# Week-end ****



## smokinj (Jan 16, 2008)

*Today I recieved my end of a trade with a BOTL.
I am very pleased:biggrin:*


----------



## Matt257 (Jan 3, 2008)

David you are killing me!! That is awesome, what a trade!! Look at those OpusX :dribble :dribble: :dribble:


----------



## karmaz00 (Dec 5, 2007)

wow. awsome


----------



## sofaman (Jun 20, 2007)

You are Killing me Bro!!!


----------



## Paint (Mar 1, 2008)

David i think you made out damn nice brother,nice trade:biggrin:


----------



## Toasted Coastie (Feb 16, 2008)

pure insanity....


----------



## Deuce Da Masta (Dec 4, 2006)

My god! What an awesome trade. I cant believe the smokes in there! What did you trade for it, your first born?


----------



## smokinj (Jan 16, 2008)

deuce said:


> My god! What an awesome trade. I cant believe the smokes in there! What did you trade for it, your first born?

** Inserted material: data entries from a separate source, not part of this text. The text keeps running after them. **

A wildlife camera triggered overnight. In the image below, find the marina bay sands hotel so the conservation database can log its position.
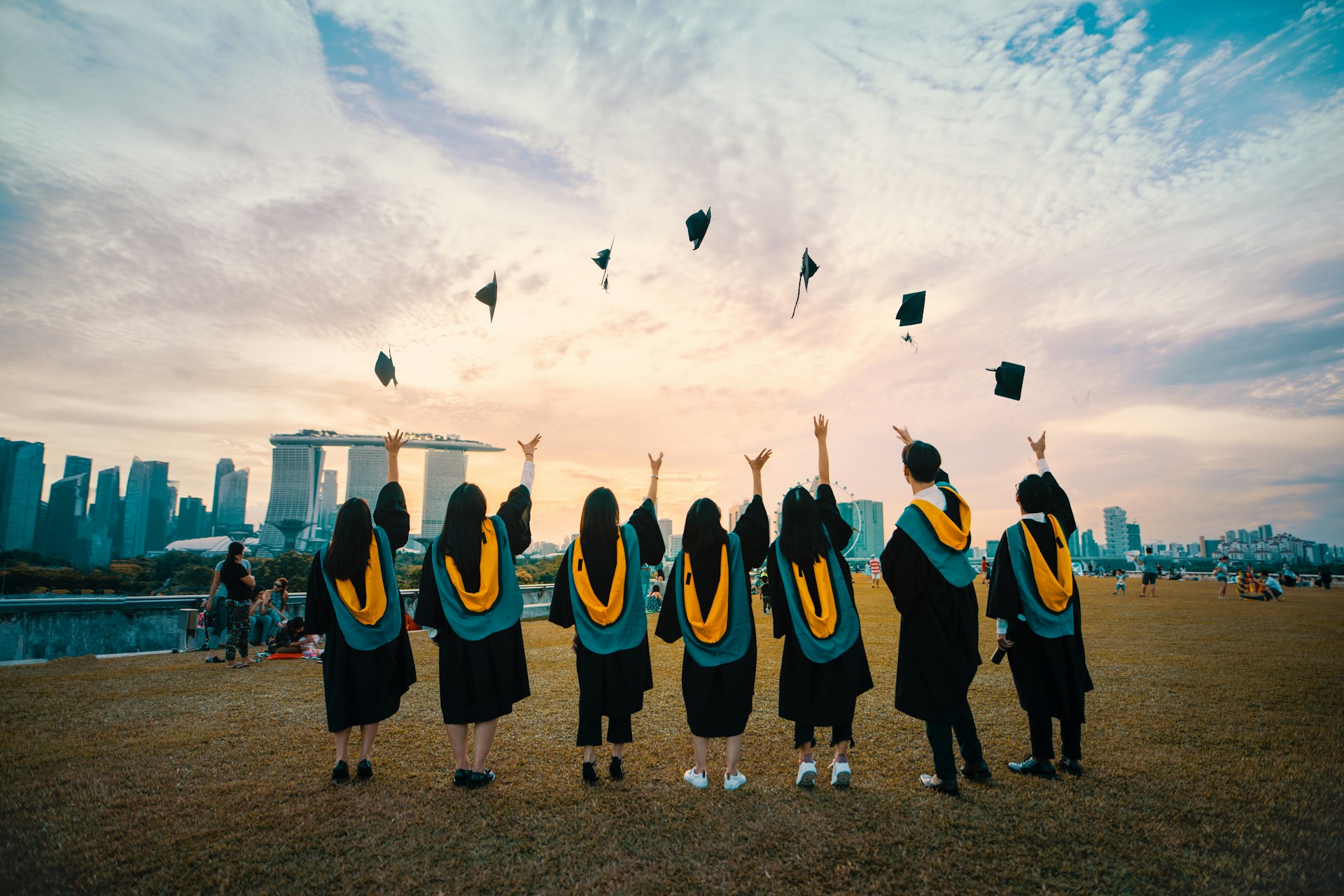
[266,430,504,547]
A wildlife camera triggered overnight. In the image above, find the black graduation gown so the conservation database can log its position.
[766,485,872,728]
[653,494,770,738]
[882,473,980,725]
[985,473,1093,724]
[414,485,532,725]
[304,482,415,732]
[551,498,666,722]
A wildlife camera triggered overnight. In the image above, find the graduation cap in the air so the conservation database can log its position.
[985,361,1027,402]
[476,273,500,320]
[789,248,817,320]
[374,352,396,387]
[897,290,925,326]
[593,237,615,289]
[685,208,714,251]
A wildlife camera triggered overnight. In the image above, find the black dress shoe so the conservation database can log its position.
[1008,756,1055,778]
[919,775,961,797]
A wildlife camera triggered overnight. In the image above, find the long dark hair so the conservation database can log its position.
[780,485,831,564]
[323,498,374,580]
[440,482,485,575]
[681,498,729,556]
[580,486,621,551]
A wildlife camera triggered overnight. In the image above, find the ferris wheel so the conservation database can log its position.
[774,477,863,560]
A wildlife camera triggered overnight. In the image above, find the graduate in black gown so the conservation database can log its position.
[305,430,415,780]
[654,450,770,790]
[551,454,666,785]
[985,433,1093,778]
[415,435,542,788]
[766,416,872,788]
[882,427,990,794]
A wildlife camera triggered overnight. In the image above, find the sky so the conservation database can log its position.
[0,0,1344,545]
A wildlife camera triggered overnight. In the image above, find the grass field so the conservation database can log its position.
[0,579,1344,893]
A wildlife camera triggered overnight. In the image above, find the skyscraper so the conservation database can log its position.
[215,468,250,535]
[421,447,466,538]
[266,440,323,535]
[317,470,340,532]
[121,456,168,557]
[0,440,47,551]
[1100,506,1129,556]
[38,473,89,564]
[346,444,389,507]
[62,454,92,516]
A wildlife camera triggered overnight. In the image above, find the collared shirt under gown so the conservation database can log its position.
[766,484,872,728]
[551,498,666,720]
[882,470,980,725]
[985,470,1093,724]
[654,494,770,738]
[415,485,532,725]
[304,482,415,732]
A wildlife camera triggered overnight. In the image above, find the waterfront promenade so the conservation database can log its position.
[0,579,1344,893]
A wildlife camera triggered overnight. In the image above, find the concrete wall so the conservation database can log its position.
[0,584,552,662]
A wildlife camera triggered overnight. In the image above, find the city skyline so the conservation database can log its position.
[0,0,1344,553]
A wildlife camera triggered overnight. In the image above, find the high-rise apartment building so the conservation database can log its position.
[215,468,250,535]
[62,454,92,516]
[1100,506,1129,556]
[0,440,47,551]
[421,447,466,538]
[346,444,389,507]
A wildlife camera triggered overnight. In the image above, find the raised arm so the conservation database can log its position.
[742,443,769,497]
[383,430,412,482]
[812,414,831,485]
[644,451,663,506]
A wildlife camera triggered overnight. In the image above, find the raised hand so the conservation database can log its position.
[742,449,773,473]
[383,430,412,454]
[1027,430,1046,461]
[517,433,542,458]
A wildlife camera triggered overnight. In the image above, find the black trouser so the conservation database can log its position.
[225,601,251,662]
[793,715,853,750]
[1026,712,1084,776]
[925,700,989,780]
[574,716,634,747]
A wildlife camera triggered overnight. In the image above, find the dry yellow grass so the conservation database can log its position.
[0,579,1344,893]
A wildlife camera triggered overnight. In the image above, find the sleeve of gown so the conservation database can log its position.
[550,555,574,629]
[653,579,681,643]
[732,494,770,570]
[985,538,1021,631]
[1040,470,1078,539]
[882,529,914,615]
[817,484,853,554]
[374,482,412,551]
[304,555,332,634]
[630,498,668,566]
[498,485,532,556]
[412,551,447,630]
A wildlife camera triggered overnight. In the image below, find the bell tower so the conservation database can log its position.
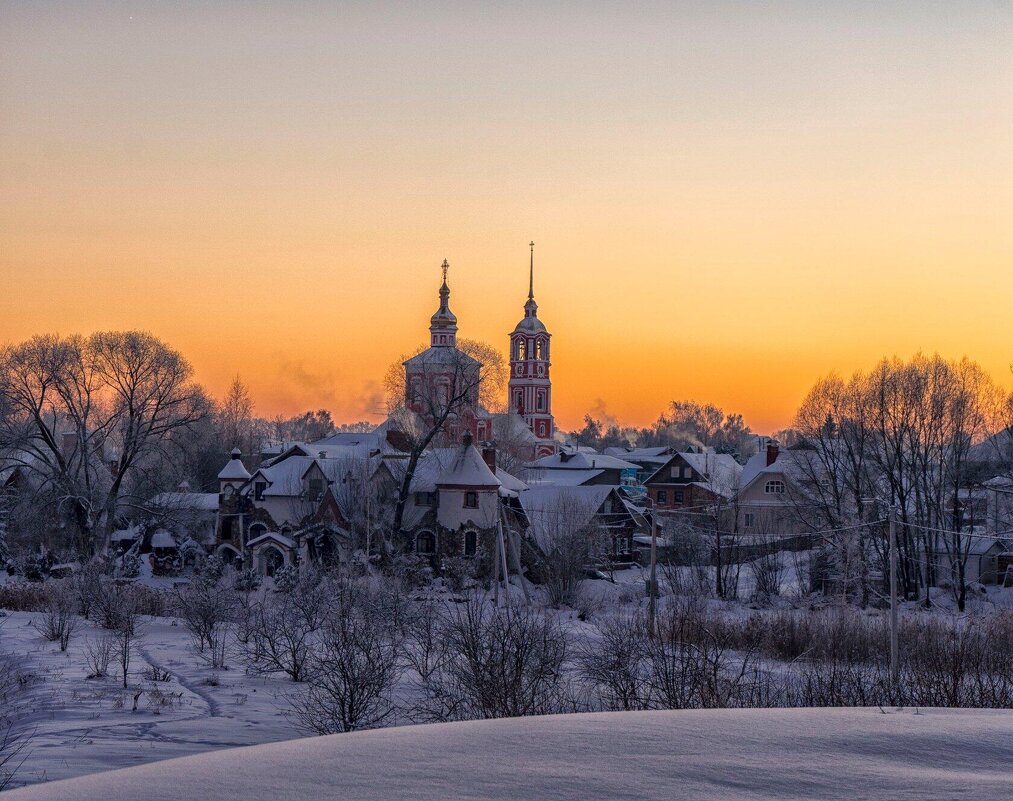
[508,242,556,458]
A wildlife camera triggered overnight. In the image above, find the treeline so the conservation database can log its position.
[565,400,756,458]
[0,331,367,562]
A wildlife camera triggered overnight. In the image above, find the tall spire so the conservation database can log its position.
[430,259,457,346]
[528,241,535,301]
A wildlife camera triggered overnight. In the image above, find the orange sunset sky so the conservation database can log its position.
[0,1,1013,431]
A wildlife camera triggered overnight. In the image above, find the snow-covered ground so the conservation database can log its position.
[0,612,302,784]
[7,709,1013,801]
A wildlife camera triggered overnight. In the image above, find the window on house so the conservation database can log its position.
[415,532,437,556]
[415,492,437,506]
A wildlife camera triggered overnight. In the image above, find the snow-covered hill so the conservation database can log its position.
[4,709,1013,801]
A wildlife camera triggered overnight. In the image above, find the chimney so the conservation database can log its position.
[482,448,496,475]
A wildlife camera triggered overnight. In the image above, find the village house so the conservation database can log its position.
[644,451,743,514]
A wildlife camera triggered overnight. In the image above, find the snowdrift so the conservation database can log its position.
[4,709,1013,801]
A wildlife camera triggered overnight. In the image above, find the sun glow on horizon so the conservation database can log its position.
[0,2,1013,431]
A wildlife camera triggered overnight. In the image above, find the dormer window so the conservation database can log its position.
[415,492,437,506]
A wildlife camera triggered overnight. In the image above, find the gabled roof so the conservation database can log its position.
[151,492,218,511]
[246,532,296,551]
[519,485,629,548]
[437,438,499,487]
[528,469,605,487]
[403,345,482,371]
[527,451,640,470]
[644,452,743,498]
[218,450,250,481]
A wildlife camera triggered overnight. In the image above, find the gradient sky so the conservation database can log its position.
[0,0,1013,439]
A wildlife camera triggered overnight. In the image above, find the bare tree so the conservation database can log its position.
[239,569,332,682]
[385,339,505,533]
[529,491,611,606]
[430,595,567,719]
[293,585,403,734]
[0,331,210,552]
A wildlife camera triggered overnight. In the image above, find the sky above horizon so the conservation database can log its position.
[0,0,1013,439]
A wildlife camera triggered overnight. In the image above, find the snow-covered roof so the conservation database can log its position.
[151,529,176,548]
[528,450,640,470]
[218,449,250,481]
[647,452,743,498]
[739,448,827,489]
[496,466,528,493]
[404,345,482,371]
[436,437,499,487]
[109,526,141,543]
[518,485,615,548]
[151,492,218,511]
[528,469,605,487]
[605,446,676,465]
[246,532,296,551]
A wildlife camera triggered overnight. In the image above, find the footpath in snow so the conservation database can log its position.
[5,709,1013,801]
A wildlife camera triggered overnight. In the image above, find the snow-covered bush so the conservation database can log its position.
[293,587,403,734]
[176,575,235,666]
[232,567,263,594]
[576,613,650,711]
[34,582,79,651]
[427,595,570,719]
[274,565,299,592]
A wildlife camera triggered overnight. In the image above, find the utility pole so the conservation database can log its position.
[647,502,657,639]
[889,503,900,694]
[363,473,371,575]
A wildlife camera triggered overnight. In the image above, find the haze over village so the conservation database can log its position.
[0,0,1013,801]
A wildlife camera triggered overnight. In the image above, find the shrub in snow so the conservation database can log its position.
[293,586,403,734]
[390,553,433,589]
[232,567,263,593]
[428,595,568,719]
[275,565,299,592]
[576,613,649,711]
[440,556,477,592]
[237,570,333,682]
[176,576,235,653]
[34,582,78,651]
[115,544,141,578]
[84,634,115,678]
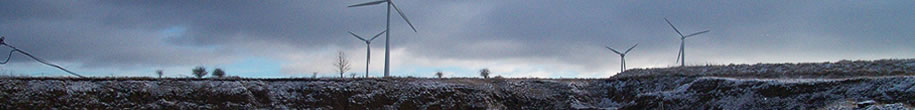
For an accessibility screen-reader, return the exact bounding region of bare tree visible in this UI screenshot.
[334,51,350,78]
[191,66,207,78]
[435,71,444,79]
[480,68,490,79]
[156,70,165,78]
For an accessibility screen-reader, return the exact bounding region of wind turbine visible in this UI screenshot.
[607,43,639,72]
[664,18,709,67]
[349,31,386,78]
[347,0,417,77]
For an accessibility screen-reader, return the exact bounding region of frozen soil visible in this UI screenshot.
[0,58,915,110]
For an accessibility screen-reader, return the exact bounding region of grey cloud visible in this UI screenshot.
[0,0,915,75]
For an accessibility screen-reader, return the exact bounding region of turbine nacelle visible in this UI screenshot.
[664,18,709,66]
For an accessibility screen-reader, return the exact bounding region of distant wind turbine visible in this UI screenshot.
[607,43,639,72]
[347,0,417,77]
[349,31,385,78]
[664,18,709,67]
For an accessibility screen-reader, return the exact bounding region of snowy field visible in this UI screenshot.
[0,60,915,110]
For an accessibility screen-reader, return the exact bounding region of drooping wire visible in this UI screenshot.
[0,37,85,78]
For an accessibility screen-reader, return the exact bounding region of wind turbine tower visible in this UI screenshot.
[347,0,417,77]
[664,18,709,67]
[607,43,639,73]
[349,31,386,78]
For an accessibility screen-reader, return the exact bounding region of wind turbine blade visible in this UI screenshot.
[676,45,683,63]
[684,30,710,38]
[349,32,366,41]
[607,46,623,54]
[369,30,388,41]
[623,43,639,54]
[390,2,417,32]
[664,18,683,37]
[347,0,387,7]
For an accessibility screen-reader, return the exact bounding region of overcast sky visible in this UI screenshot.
[0,0,915,78]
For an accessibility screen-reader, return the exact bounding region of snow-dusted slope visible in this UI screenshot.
[0,60,915,110]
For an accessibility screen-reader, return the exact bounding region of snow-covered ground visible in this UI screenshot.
[0,60,915,110]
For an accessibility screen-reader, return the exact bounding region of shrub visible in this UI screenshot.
[191,66,207,78]
[480,68,490,79]
[156,70,165,78]
[435,71,444,79]
[213,68,226,78]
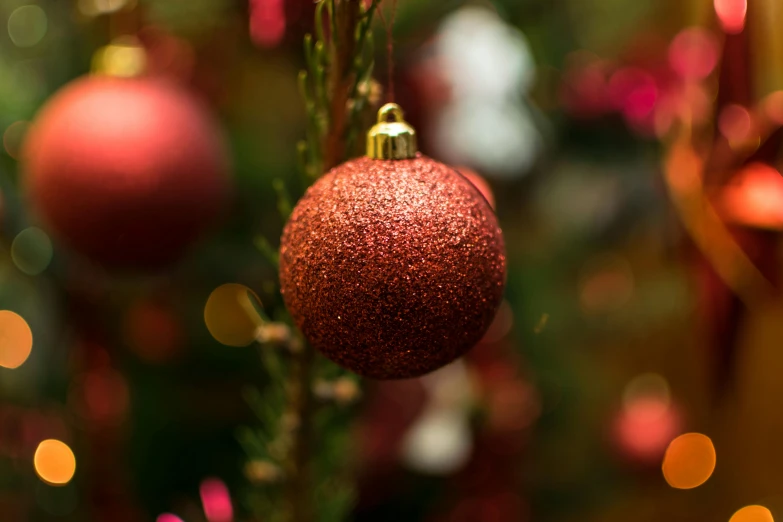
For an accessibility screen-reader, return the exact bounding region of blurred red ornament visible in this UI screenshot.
[22,76,230,270]
[250,0,286,47]
[716,163,783,230]
[714,0,748,34]
[280,104,506,379]
[613,397,682,465]
[560,51,612,118]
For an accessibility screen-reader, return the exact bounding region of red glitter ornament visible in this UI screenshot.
[280,104,506,379]
[22,76,230,270]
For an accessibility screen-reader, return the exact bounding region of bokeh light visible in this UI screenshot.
[608,67,660,126]
[729,505,775,522]
[3,121,30,159]
[250,0,286,48]
[718,105,753,147]
[199,478,234,522]
[0,310,33,369]
[714,0,748,34]
[662,433,716,489]
[92,37,147,78]
[11,227,54,275]
[33,439,76,486]
[204,283,260,347]
[716,162,783,230]
[614,373,682,464]
[8,5,49,47]
[402,408,473,475]
[614,397,682,464]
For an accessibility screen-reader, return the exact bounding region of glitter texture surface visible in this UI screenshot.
[280,155,506,379]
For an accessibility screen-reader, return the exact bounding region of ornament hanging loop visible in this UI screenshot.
[367,103,418,160]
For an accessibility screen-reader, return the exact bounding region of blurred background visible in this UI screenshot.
[0,0,783,522]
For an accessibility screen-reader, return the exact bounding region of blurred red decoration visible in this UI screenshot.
[613,397,682,465]
[250,0,286,47]
[716,163,783,230]
[560,51,611,118]
[23,77,230,270]
[609,67,660,128]
[125,301,184,364]
[715,0,748,34]
[199,478,234,522]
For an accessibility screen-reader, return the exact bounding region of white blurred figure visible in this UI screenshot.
[402,361,474,475]
[433,6,542,177]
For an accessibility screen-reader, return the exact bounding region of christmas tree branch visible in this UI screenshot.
[324,0,361,170]
[240,0,380,522]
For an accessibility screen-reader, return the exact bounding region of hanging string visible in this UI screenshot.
[378,0,397,103]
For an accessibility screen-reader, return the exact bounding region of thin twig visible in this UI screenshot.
[323,0,361,172]
[283,0,361,522]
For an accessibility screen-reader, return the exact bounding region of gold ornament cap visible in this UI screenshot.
[367,103,417,160]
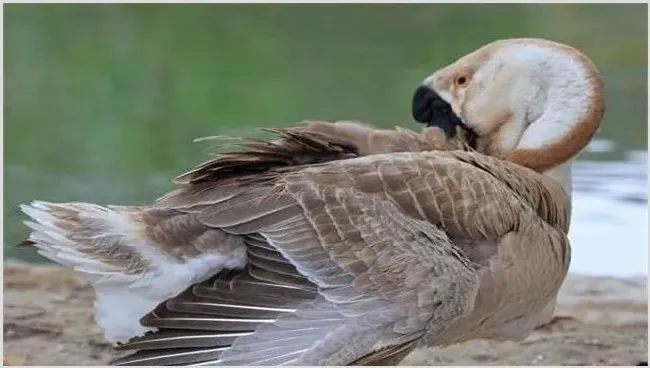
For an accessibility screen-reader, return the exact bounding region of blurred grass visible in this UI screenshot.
[3,4,648,259]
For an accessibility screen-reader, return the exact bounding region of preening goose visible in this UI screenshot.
[22,39,603,365]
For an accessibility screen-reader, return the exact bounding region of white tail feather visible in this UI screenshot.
[21,201,246,343]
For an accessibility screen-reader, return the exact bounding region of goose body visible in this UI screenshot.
[22,39,602,365]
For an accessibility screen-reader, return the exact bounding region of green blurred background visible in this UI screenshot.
[4,4,648,260]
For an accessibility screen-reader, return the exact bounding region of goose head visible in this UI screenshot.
[413,38,604,195]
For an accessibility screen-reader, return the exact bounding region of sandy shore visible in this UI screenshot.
[3,264,648,365]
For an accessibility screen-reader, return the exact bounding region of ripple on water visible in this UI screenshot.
[569,151,648,276]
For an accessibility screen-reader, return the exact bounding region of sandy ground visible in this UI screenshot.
[3,264,648,365]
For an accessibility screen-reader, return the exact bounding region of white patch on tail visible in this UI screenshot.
[20,201,246,343]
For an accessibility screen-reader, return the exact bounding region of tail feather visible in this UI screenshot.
[20,201,246,343]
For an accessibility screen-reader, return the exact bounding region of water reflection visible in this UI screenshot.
[569,148,648,276]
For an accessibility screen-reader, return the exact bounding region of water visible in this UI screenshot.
[569,144,648,276]
[3,4,648,275]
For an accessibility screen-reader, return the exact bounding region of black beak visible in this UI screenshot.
[412,86,467,138]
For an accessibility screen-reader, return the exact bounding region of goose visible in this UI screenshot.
[21,39,604,365]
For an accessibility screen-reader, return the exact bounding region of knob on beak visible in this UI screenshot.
[412,85,463,138]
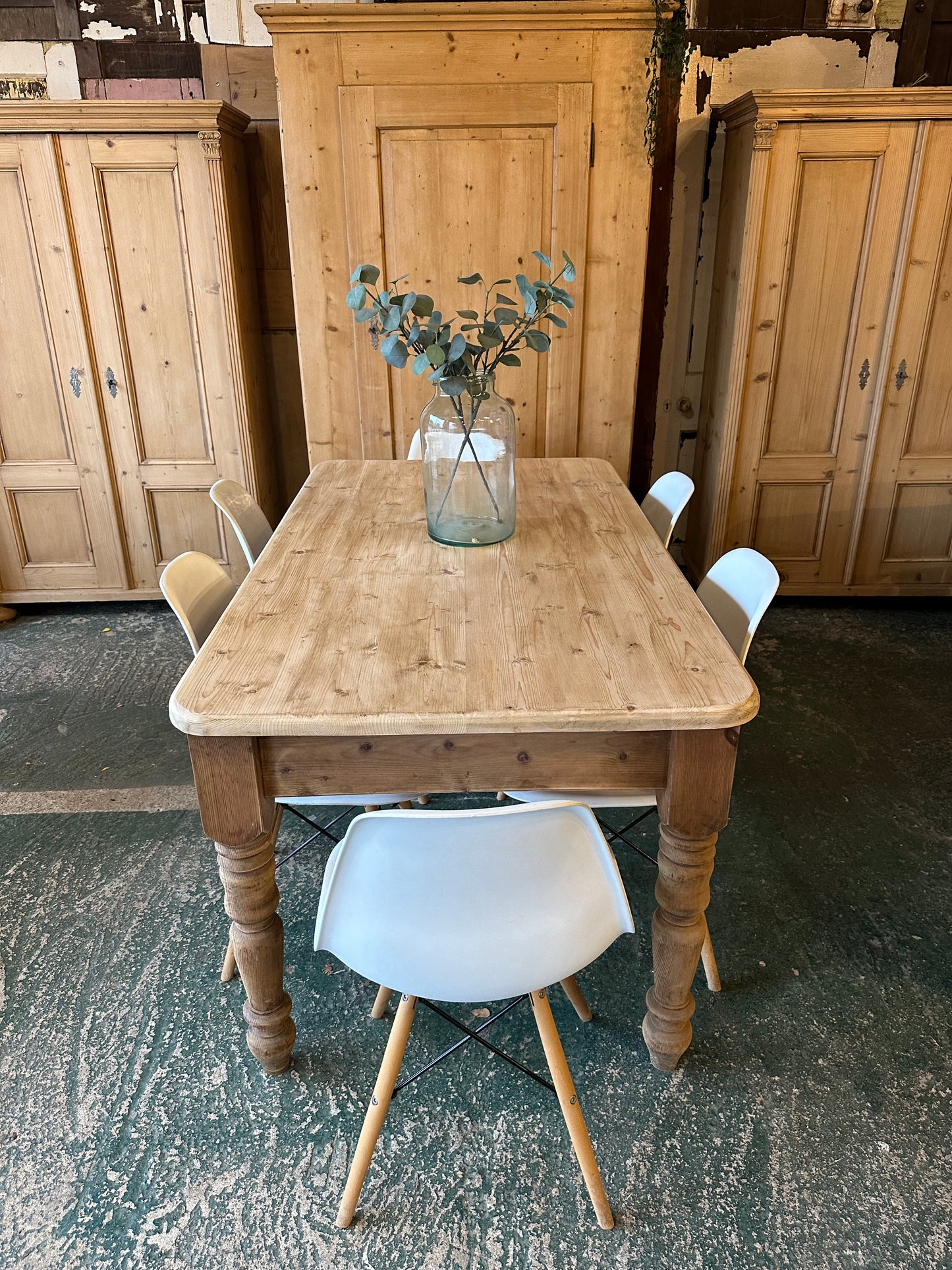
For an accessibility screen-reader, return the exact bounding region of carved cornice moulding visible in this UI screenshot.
[255,0,655,34]
[0,99,250,136]
[714,88,952,129]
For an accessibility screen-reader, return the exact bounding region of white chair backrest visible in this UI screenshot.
[641,473,694,548]
[208,480,273,569]
[159,551,237,652]
[697,548,781,662]
[314,803,634,1000]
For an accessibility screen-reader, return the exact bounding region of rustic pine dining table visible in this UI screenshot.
[170,459,758,1073]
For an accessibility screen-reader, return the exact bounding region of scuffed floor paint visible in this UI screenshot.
[0,604,952,1270]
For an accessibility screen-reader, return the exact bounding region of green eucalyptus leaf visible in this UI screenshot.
[381,304,400,332]
[379,332,408,370]
[350,264,379,286]
[515,273,538,318]
[526,330,549,353]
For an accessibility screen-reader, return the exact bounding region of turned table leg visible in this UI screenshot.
[189,737,296,1073]
[642,728,737,1072]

:lol:No, it was a Dunhill pipe


----------



## SmokinHokie (May 29, 2008)

Amazing selection there man!


----------



## jitzy (Jan 7, 2007)

holy crap David those Uppmans look amazing


----------



## Wingfan13-cl (Apr 30, 2007)

Jesus .....

How are those Forbidden X ? I almost bought one when I was in Vegas but I didnt win enough money.


----------



## BeerAdvocate-cl (Sep 6, 2007)

My god, did you have to give up your 1st born for those awsome smokes. Those are amazing!


----------



## big04deuce (May 16, 2008)

Yeah..that would please me too!!! Nice!!!


----------



## LkyLindy (Feb 1, 2008)

David--I knew it was you as soon as I saw those smokes

You're killing me man


----------



## Ceedee (Jun 2, 2006)

Damn, that's plain NUTS!l :dribble:

CD


----------



## amateurke (Mar 28, 2008)

Ok David, keep the ISOM's! Send me the X's!! :lol:


----------



## howland1998 (Dec 17, 2007)

HOLY CRAP!!!!


----------



## Itsme-Speedy-G (Aug 20, 2007)

it wasn't his born he traded, it was his soul...
J/K


----------



## tobacmon (May 17, 2007)

_*CRAP*_----------THOSE ALL LOOK FANTASTIC--GOTTA TRY THE uP #2, bolivar, Trinidad Lonsdale and the Por larraga. Just added to my wish list...:baffled:​


----------



## El Lechero (Apr 13, 2008)

howland1998 said:


> HOLY CRAP!!!!


Yeah! What he said!


----------



## smokem-cl (Aug 16, 2007)

Damn bro, WHat did you trade 'em, yer car?!?!

Very nice indeed!


----------



## Mtmouse (Jun 11, 2007)

Oh, so that's what 'real' Upmann #2's look like.Very nice haul there.


----------



## svb (Jan 12, 2008)

I like the Cohiba Maduro5 layin off to the side that no one has mentioned... Those are goooooda!


----------



## jam (Dec 29, 2007)

holy crap but dam great smokes


----------



## noobsmoker (Jun 2, 2008)

Insanely nice ****.


----------



## DOZER (Sep 30, 2007)

El Lechero said:


> Yeah! What he said!


I'll second that!


----------



## dj5213 (Apr 7, 2008)

man that is one nice BOTL!!


----------



## htown (Jan 31, 2008)

Those Por Laranaga look very tasty, especially the Asia Pacific ones!!!!


----------



## happy1 (Jun 29, 2007)

That's some serious smokes!! gotta wipe off the screen:dribble:


----------



## Matt257 (Jan 3, 2008)

amateurke said:


> Ok David, keep the ISOM's! Send me the X's!! :lol:


:roflmao:


----------



## chinomalo (Feb 25, 2008)

THAT MUST HAVE BEEN A HELLUVA PIPE!!

Man, I would love to see your humidors.. It must look like high end city..


----------